GREENLEE: Its a pleasing site. You dont get just a list of headlines; its formatted beautifully and very well organized. Its a pleasure to read and its exciting.
SKRENTA: Im glad to hear you say that. When we looked at creating a look and feel for the site, we looked at a bunch of newspaper sites out there. I didnt really feel like a lot of them looked like a newspaper. The Wall Street Journal Online is the one that was closest to a newspaper look and feel.
We did some research and found that newspaper layout design is actually a rich feel with a 150-year history and there are books and guidelines about rules to follow to make things visually appealing in a print newspaper. Things like if you have a photo to a story and the photo is a picture of a person in profile, the person should be facing the text of the story; very subtle, not obvious rules about how to do newspaper layout properly. When we looked at online newspapers, many didnt follow any of these rules at all. I couldnt figure out why maybe the separation between the print and online divisions at the company. We thought wed bring some of these rules to bear on a web site design, adapt it to the web and come up with something a little more reminiscent of a newspaper.

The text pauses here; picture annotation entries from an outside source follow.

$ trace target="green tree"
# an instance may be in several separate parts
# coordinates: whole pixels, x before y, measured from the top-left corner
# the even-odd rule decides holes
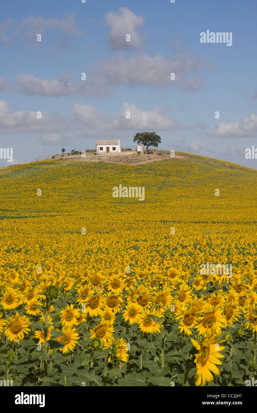
[[[135,142],[136,141],[137,141],[137,143],[141,143],[144,146],[146,146],[146,150],[148,150],[149,146],[157,147],[158,144],[161,142],[160,137],[155,132],[139,132],[136,134],[134,137],[133,142]]]

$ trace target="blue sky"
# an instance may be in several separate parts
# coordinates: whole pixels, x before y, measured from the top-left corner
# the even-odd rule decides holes
[[[131,147],[149,131],[162,149],[257,168],[245,157],[257,148],[257,12],[255,0],[2,2],[0,147],[28,162],[97,139]],[[200,43],[207,30],[232,45]]]

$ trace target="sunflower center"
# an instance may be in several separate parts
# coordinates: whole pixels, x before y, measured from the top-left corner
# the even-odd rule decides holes
[[[116,307],[116,306],[118,306],[118,299],[116,297],[110,297],[107,299],[106,301],[107,306],[111,308],[114,308],[114,307]]]
[[[13,321],[9,328],[13,334],[18,334],[22,330],[22,324],[20,321]]]
[[[61,341],[63,341],[65,343],[65,344],[68,344],[71,341],[71,337],[70,337],[69,336],[68,337],[66,337],[65,336],[64,336],[63,337],[61,337]]]
[[[214,314],[208,314],[205,316],[203,320],[203,325],[205,328],[210,328],[212,327],[215,321]]]
[[[151,325],[153,323],[153,320],[151,318],[146,318],[144,321],[144,325],[145,327],[149,327],[149,325]]]
[[[199,359],[201,363],[201,366],[204,366],[208,360],[209,354],[210,353],[210,347],[208,346],[205,346],[204,347],[201,347],[202,354],[199,357]]]
[[[179,294],[179,301],[181,301],[183,302],[186,299],[186,295],[184,292],[182,292],[181,294]]]
[[[105,329],[104,327],[98,328],[95,332],[95,336],[102,338],[105,335]]]
[[[143,294],[141,297],[139,297],[137,300],[137,302],[139,304],[139,306],[141,306],[142,307],[144,307],[146,306],[147,303],[148,302],[148,297],[145,294]]]
[[[93,298],[90,302],[89,306],[91,309],[96,309],[98,306],[99,304],[99,299],[97,297],[96,298]]]
[[[191,325],[193,321],[194,316],[193,314],[189,314],[185,316],[183,323],[185,325]]]
[[[238,305],[244,306],[245,302],[245,297],[240,297],[238,300]]]
[[[233,313],[233,309],[232,307],[229,307],[225,311],[225,315],[227,320],[230,320]]]
[[[118,288],[120,287],[120,283],[117,281],[113,281],[111,283],[111,285],[113,288]]]
[[[163,306],[166,305],[167,302],[167,297],[165,297],[165,295],[159,295],[156,299],[156,302],[158,304],[159,303],[161,303]]]
[[[94,277],[92,277],[90,279],[90,282],[91,284],[92,284],[93,285],[98,285],[98,284],[101,284],[101,281],[100,278],[97,275],[94,275]]]
[[[14,301],[13,297],[10,296],[5,299],[5,302],[7,304],[12,304]]]
[[[73,318],[73,314],[72,313],[68,313],[66,314],[66,320],[67,320],[68,321],[70,321]]]
[[[237,292],[241,292],[243,289],[243,286],[242,284],[238,284],[238,285],[236,285],[235,287],[235,290]]]

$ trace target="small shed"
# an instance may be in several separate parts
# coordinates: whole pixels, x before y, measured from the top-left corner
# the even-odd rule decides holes
[[[144,152],[144,146],[141,143],[138,143],[137,148],[137,152]]]
[[[120,153],[120,140],[97,140],[97,154],[101,153]]]

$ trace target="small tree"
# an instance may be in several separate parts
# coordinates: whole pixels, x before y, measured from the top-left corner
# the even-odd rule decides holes
[[[146,151],[149,146],[155,146],[157,147],[160,143],[160,137],[155,132],[142,132],[136,133],[133,139],[133,142],[137,141],[138,143],[141,143],[146,147]]]

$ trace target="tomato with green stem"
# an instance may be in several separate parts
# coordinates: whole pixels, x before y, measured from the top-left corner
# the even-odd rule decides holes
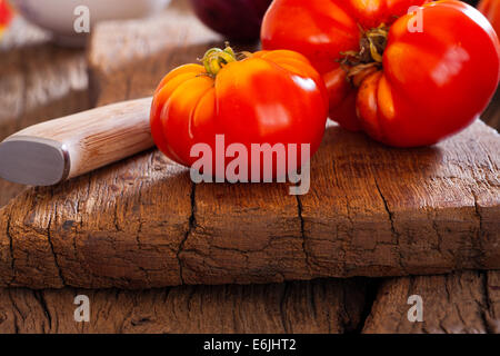
[[[234,53],[228,46],[209,50],[202,65],[179,67],[163,78],[152,102],[151,132],[163,154],[191,167],[199,158],[192,148],[206,144],[214,152],[218,135],[249,152],[251,145],[294,144],[310,145],[312,155],[327,117],[324,83],[306,57],[289,50]],[[249,175],[254,168],[249,160]],[[272,175],[286,171],[274,166]]]
[[[461,1],[276,0],[261,38],[264,49],[311,60],[327,83],[331,119],[397,147],[432,145],[466,128],[499,82],[494,30]]]

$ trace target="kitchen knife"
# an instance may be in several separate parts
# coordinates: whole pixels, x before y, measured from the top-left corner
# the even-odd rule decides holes
[[[23,129],[0,144],[0,177],[51,186],[152,147],[151,98],[123,101]]]

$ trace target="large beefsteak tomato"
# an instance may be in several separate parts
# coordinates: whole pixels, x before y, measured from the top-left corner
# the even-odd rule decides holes
[[[494,30],[461,1],[276,0],[261,38],[264,49],[311,60],[327,83],[331,119],[398,147],[463,129],[499,81]]]
[[[252,145],[293,144],[297,155],[302,145],[310,145],[311,155],[318,150],[328,95],[309,60],[289,50],[240,55],[230,47],[211,49],[204,66],[182,66],[163,78],[152,102],[151,132],[170,159],[191,167],[198,160],[192,148],[203,144],[216,152],[219,135],[226,146],[240,145],[248,152]],[[300,166],[302,157],[293,159]],[[248,180],[252,165],[249,159]],[[216,176],[206,168],[204,175]],[[274,165],[272,172],[263,174],[282,177],[287,171]]]

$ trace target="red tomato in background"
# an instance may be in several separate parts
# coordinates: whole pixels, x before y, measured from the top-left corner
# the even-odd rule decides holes
[[[482,0],[478,9],[493,24],[497,34],[500,34],[500,0]]]
[[[0,36],[10,23],[10,20],[12,20],[12,9],[7,3],[7,0],[0,0]]]
[[[216,135],[224,135],[226,146],[242,144],[249,152],[252,144],[297,144],[299,149],[310,144],[311,155],[318,150],[328,98],[320,75],[306,57],[260,51],[238,61],[229,48],[214,51],[210,61],[208,53],[206,67],[174,69],[154,93],[151,132],[166,156],[191,167],[199,159],[191,157],[191,148],[208,144],[216,152]],[[249,159],[249,174],[254,168],[250,165]],[[286,172],[274,169],[272,175]]]
[[[419,18],[408,9],[424,2],[276,0],[262,46],[311,60],[329,90],[330,118],[342,127],[397,147],[432,145],[484,110],[499,81],[500,47],[486,18],[460,1],[423,4],[422,31],[410,31]],[[380,41],[374,55],[369,38]]]

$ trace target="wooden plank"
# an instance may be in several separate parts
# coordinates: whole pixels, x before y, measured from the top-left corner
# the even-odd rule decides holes
[[[74,322],[77,295],[89,297],[89,323]],[[363,284],[343,280],[144,291],[0,289],[0,333],[339,334],[358,328],[363,301]]]
[[[408,298],[423,301],[423,322],[408,319]],[[500,334],[500,273],[394,278],[379,289],[363,333]]]
[[[97,102],[150,95],[217,39],[176,9],[103,23],[89,53]],[[151,288],[500,268],[499,146],[480,121],[412,150],[331,126],[298,199],[283,185],[194,186],[152,150],[0,210],[0,284]]]

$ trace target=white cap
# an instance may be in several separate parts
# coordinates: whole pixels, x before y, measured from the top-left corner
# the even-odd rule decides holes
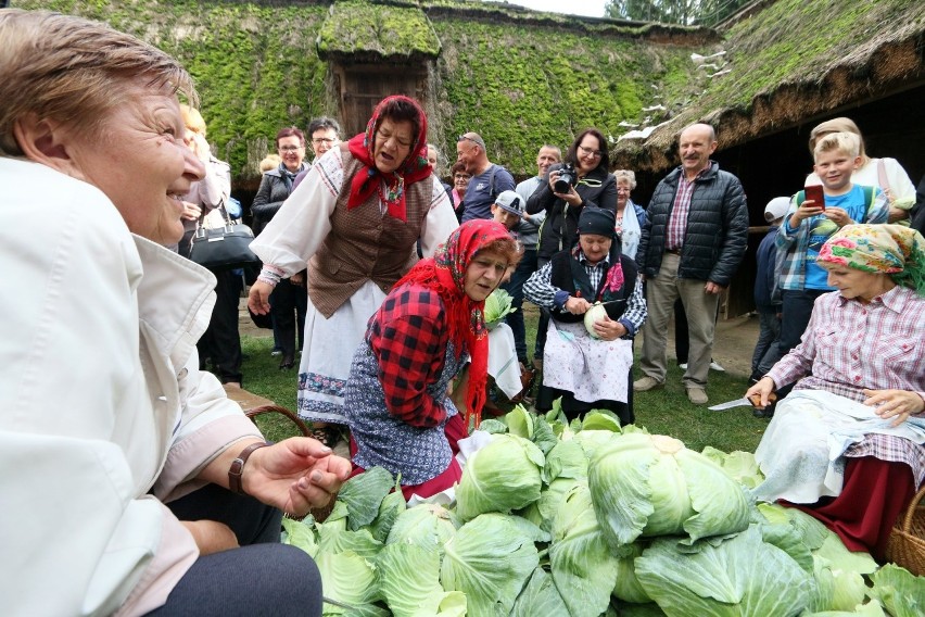
[[[764,206],[764,221],[773,223],[782,218],[790,209],[790,198],[775,197]]]

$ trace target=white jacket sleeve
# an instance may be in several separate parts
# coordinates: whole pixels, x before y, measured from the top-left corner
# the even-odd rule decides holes
[[[151,421],[141,263],[115,207],[89,185],[0,160],[0,267],[13,295],[0,320],[3,613],[111,614],[142,579],[178,578],[195,558],[192,538],[145,496],[163,444],[119,442]],[[167,528],[179,543],[154,572]]]
[[[343,181],[341,150],[333,148],[315,161],[273,221],[251,242],[251,250],[287,276],[305,269],[331,231],[331,214]]]
[[[440,184],[440,178],[435,175],[432,177],[433,196],[430,201],[430,211],[421,228],[421,253],[426,257],[432,256],[436,248],[446,242],[453,230],[459,227],[459,222],[456,221],[456,214],[453,212],[453,204],[446,197],[446,189]]]

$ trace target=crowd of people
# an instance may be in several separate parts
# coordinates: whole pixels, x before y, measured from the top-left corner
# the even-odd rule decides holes
[[[46,12],[0,10],[0,257],[17,290],[0,336],[0,452],[17,469],[0,480],[0,544],[16,567],[0,584],[18,613],[320,615],[317,567],[279,544],[283,513],[326,505],[372,466],[408,498],[459,480],[458,442],[497,395],[496,289],[517,308],[510,347],[523,383],[537,377],[519,395],[535,411],[558,400],[569,418],[633,423],[634,392],[664,386],[673,313],[686,395],[709,402],[719,304],[749,232],[712,126],[680,131],[680,165],[646,206],[596,128],[565,154],[540,144],[520,184],[464,133],[444,184],[413,98],[384,98],[345,141],[329,117],[283,127],[251,205],[262,266],[246,280],[189,259],[198,226],[241,213],[176,60]],[[764,209],[746,392],[771,418],[757,494],[882,558],[925,479],[923,186],[916,205],[848,118],[816,126],[810,150],[807,186]],[[245,282],[280,369],[299,364],[314,438],[270,443],[226,395],[244,379]],[[524,300],[541,310],[532,358]],[[332,451],[342,438],[350,459]]]

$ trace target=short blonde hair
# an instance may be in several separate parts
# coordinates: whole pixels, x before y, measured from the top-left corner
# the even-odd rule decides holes
[[[856,155],[860,156],[863,162],[867,162],[867,153],[864,151],[864,136],[861,135],[861,129],[858,128],[858,125],[854,124],[854,121],[850,117],[834,117],[815,125],[812,131],[810,131],[810,154],[815,156],[816,142],[826,135],[832,135],[833,133],[852,133],[857,135],[860,139],[861,147]]]
[[[263,161],[261,161],[261,173],[265,174],[270,169],[276,169],[279,167],[279,164],[282,163],[282,159],[279,158],[279,154],[267,154]]]
[[[620,184],[620,180],[625,180],[630,184],[630,190],[636,188],[636,174],[630,169],[617,169],[613,172],[613,177],[617,178],[617,184]]]
[[[205,121],[202,119],[202,114],[199,110],[187,104],[180,105],[180,115],[183,116],[183,126],[187,130],[192,130],[205,137]]]
[[[861,150],[861,138],[853,133],[831,133],[815,143],[813,160],[819,160],[823,152],[841,152],[852,159],[859,156]]]
[[[81,134],[99,130],[130,86],[169,87],[199,100],[189,73],[160,49],[81,17],[47,11],[0,11],[0,155],[22,156],[17,119],[36,114]]]

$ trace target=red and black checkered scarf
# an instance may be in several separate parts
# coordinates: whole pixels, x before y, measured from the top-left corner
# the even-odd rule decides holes
[[[398,165],[398,169],[383,174],[376,167],[376,131],[383,119],[381,114],[384,105],[396,99],[414,105],[420,118],[421,129],[418,131],[417,141],[411,144],[408,156]],[[366,202],[378,189],[379,197],[385,202],[389,215],[406,222],[405,187],[427,178],[432,172],[430,163],[427,162],[427,116],[418,102],[401,95],[385,97],[376,105],[376,111],[372,112],[372,117],[366,125],[366,133],[354,136],[347,142],[347,146],[353,158],[363,163],[364,166],[363,169],[354,174],[351,180],[347,210]],[[385,182],[384,191],[382,190],[383,181]]]
[[[489,330],[485,327],[484,301],[476,302],[464,289],[466,269],[479,250],[502,239],[510,240],[510,234],[500,223],[480,218],[468,221],[449,235],[433,257],[419,261],[395,284],[398,287],[408,282],[436,291],[443,300],[449,340],[456,347],[456,353],[463,353],[464,349],[469,351],[467,427],[472,417],[477,428],[482,420],[489,375]]]

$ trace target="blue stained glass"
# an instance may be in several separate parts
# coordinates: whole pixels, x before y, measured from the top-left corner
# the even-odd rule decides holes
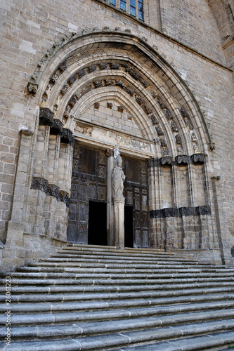
[[[139,20],[141,20],[142,21],[144,20],[144,14],[143,14],[143,12],[139,11],[139,13],[138,13],[138,18],[139,18]]]
[[[136,17],[136,8],[135,8],[130,6],[130,15],[132,15],[133,16]]]
[[[126,11],[126,2],[120,0],[120,8]]]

GREENLEE: You were one of the founders of the Open Directory Project. What did you learn from building the Open Directory that youve applied to this new site?
SKRENTA: The Open Directory was built with 60,000 volunteer editors. We built a giant web directory similar to Yahoo, but 3-4 times bigger than Yahoo Directory. Its actually the directory tab on Google.com, in addition to being used by AOL and Netscape. It was a very successful project, but we sort of took the opposite tact with Topix.net. We have zero human editors at Topix its all done with AI (artificial intelligence). Humans are really good at some tasks, but the scale of what were doing here is just so vast that we couldnt have humans manually editing stories or selecting topics or categorizing them. Its too big a project for even 60,000 people to undertake.
GREENLEE: Whats fascinating is what it seems like what youre building is somewhat of a dynamically populated directory. It looks like you still have that focus on categorizations of content, which is different than a regular search engine. Was your vision to create a directory-type of search engine?
SKRENTA: What were trying to do is classify text by concept instead of keyword. When you go to Google and type in a name like Scott Peterson or Janet Jackson, these are actually relatively common names. There are thousands of people in the country with those names. Some of them make it into the media, besides the ones we commonly think of. We wanted a system that could be intelligent enough to decide a document was actually about that concept as opposed to being a strict keyword match.